“The supposed ‘nation’ of which modern Christianity, to which group the authors of the book listed above (Torba & Isker’s ‘Christian Nationalism’) belong, is a ‘gnostical nation’ a ‘quasi-nation’.
It has struck me, in the same way, that we know what a ‘brother’ really is in generative terms (2 or more male siblings of the same father and mother), and by that natural truth we then apply the concept of ‘brotherhood’ to non-natural spheres of life, albeit: military, sports or work and so on. Eventually the concept of brotherhood is estranged from the meaning of ‘brother.’ In the modern Christian sense, we have suppressed the consciousness of a natural brotherhood and nationhood from the pulpit and pen in its entirety in order to establish an idealistic quasi-spiritual brotherhood and nationhood devoid of all natural boundaries. Interestingly enough, this gnostical establishment looks no different than the world’s model of a ‘united brotherhood of man’, and for the same ends.

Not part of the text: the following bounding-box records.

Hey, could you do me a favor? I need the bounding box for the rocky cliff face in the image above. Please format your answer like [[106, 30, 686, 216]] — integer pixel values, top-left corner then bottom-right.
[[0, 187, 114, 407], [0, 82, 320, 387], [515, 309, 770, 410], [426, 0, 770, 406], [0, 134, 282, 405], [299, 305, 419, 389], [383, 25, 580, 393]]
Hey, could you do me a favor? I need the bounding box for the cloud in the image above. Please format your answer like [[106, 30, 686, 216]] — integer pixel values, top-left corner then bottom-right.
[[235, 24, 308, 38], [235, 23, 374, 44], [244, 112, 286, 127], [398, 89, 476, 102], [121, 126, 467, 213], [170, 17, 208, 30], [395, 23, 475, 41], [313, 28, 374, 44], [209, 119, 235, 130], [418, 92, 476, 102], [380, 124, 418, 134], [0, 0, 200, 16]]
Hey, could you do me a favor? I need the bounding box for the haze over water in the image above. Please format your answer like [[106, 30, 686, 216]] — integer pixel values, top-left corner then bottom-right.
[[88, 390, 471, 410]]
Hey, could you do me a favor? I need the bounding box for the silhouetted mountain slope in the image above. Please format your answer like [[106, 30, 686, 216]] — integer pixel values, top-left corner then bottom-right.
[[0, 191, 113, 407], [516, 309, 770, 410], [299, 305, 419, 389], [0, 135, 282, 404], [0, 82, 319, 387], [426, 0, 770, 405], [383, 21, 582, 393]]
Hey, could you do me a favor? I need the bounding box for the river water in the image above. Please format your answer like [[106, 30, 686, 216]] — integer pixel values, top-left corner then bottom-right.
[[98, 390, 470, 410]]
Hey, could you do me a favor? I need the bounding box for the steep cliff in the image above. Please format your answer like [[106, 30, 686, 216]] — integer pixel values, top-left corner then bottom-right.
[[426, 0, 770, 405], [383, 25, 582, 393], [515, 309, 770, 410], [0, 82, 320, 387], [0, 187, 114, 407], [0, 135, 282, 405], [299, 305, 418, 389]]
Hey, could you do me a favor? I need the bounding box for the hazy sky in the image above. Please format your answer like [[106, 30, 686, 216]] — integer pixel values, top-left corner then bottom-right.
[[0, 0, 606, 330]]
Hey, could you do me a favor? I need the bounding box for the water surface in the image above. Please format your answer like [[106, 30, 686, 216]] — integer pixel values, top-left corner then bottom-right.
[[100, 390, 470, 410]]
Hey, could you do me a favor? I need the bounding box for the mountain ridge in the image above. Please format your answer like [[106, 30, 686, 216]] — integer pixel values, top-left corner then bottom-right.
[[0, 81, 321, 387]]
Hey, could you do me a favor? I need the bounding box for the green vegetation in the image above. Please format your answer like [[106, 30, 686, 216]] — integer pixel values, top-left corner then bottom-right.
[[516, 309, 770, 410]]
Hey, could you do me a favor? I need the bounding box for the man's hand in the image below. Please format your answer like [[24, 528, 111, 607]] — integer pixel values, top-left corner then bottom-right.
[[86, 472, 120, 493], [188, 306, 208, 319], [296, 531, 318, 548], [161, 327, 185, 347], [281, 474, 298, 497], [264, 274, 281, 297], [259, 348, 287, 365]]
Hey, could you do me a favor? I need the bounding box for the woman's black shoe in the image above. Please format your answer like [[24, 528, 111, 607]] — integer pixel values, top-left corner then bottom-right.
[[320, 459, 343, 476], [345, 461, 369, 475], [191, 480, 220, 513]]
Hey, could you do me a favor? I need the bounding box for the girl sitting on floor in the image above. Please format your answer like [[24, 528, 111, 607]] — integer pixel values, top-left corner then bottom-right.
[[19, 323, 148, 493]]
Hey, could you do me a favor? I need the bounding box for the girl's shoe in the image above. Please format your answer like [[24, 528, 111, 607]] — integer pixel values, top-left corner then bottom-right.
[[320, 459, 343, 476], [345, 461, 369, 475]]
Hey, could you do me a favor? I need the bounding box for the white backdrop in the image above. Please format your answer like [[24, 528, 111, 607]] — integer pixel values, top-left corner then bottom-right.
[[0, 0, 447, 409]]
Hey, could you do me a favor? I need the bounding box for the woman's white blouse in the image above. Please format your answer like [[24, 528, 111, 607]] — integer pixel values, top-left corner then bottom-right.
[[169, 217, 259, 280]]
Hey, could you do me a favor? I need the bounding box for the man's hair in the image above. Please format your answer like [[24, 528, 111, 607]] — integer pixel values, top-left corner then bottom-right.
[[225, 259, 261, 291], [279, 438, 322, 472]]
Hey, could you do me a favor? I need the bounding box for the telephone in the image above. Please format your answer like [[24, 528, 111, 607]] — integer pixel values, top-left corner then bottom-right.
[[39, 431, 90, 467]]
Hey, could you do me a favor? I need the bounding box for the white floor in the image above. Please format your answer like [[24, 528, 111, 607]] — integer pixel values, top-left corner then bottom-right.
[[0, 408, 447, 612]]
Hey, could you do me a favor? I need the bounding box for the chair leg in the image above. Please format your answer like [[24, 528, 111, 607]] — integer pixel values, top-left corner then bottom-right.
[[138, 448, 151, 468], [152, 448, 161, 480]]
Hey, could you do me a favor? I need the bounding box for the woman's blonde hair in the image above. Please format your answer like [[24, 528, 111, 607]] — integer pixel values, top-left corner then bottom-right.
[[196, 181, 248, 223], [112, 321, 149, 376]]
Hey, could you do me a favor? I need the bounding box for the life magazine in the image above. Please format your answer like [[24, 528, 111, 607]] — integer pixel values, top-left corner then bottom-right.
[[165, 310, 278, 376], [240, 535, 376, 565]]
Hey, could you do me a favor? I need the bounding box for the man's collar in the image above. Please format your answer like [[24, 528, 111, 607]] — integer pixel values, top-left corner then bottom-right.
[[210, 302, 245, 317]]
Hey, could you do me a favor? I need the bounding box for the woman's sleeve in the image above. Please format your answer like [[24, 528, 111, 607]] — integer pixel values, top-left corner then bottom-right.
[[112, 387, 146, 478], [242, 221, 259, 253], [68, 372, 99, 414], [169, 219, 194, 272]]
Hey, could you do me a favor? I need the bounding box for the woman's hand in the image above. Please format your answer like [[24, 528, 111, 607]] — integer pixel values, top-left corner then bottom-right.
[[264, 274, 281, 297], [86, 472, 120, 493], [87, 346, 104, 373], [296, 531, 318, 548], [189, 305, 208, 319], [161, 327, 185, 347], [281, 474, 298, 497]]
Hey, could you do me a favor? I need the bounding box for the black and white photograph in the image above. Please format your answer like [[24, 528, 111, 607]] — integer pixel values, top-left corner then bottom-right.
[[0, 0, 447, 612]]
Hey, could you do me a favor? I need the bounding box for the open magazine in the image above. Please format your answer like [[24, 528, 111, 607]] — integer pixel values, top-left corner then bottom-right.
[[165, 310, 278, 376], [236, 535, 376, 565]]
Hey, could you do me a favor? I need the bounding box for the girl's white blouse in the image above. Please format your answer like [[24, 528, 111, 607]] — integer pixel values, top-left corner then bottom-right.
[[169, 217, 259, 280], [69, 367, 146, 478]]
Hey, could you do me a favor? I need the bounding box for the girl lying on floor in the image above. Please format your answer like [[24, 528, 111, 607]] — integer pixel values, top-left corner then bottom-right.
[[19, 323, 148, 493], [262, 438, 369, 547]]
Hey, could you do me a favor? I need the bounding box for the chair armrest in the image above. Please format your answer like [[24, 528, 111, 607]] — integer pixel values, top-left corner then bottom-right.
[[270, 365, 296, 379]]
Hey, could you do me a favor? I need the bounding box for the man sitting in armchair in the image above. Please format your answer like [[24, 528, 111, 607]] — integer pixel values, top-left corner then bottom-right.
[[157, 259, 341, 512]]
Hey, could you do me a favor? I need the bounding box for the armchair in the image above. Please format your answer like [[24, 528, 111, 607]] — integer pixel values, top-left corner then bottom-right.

To the modern church a brotherhood and nationhood of non-natural relativity has become the primary meaning of the words ‘brother’ and ‘nation’ , though the fact remains that without the former natural meaning, which we all know, there is no basis to rest the later meaning upon.
Thus, the meaning of ‘brother’ and ‘brotherhood’, ‘nation and nationhood’ becomes in need of mental maintenance from an external force, the terms are now in our consciences a sociological struggle between the quasi meaning and the nature meaning; This struggle of definition and identification will be maintained by a tyranny, they will oppress in order to impose an illegitimate definition upon our minds and emotions, pummeling our conscience into submission- because it rebels against the falsehood of the claim by nature.
A ‘Christian nation’, without natural ethnic and racial cohesion will be a tyranny; and such a tyranny will push for amalgamation as a means to form a hybrid ‘nation’ in order to bring the natural in conformity to the quasi.”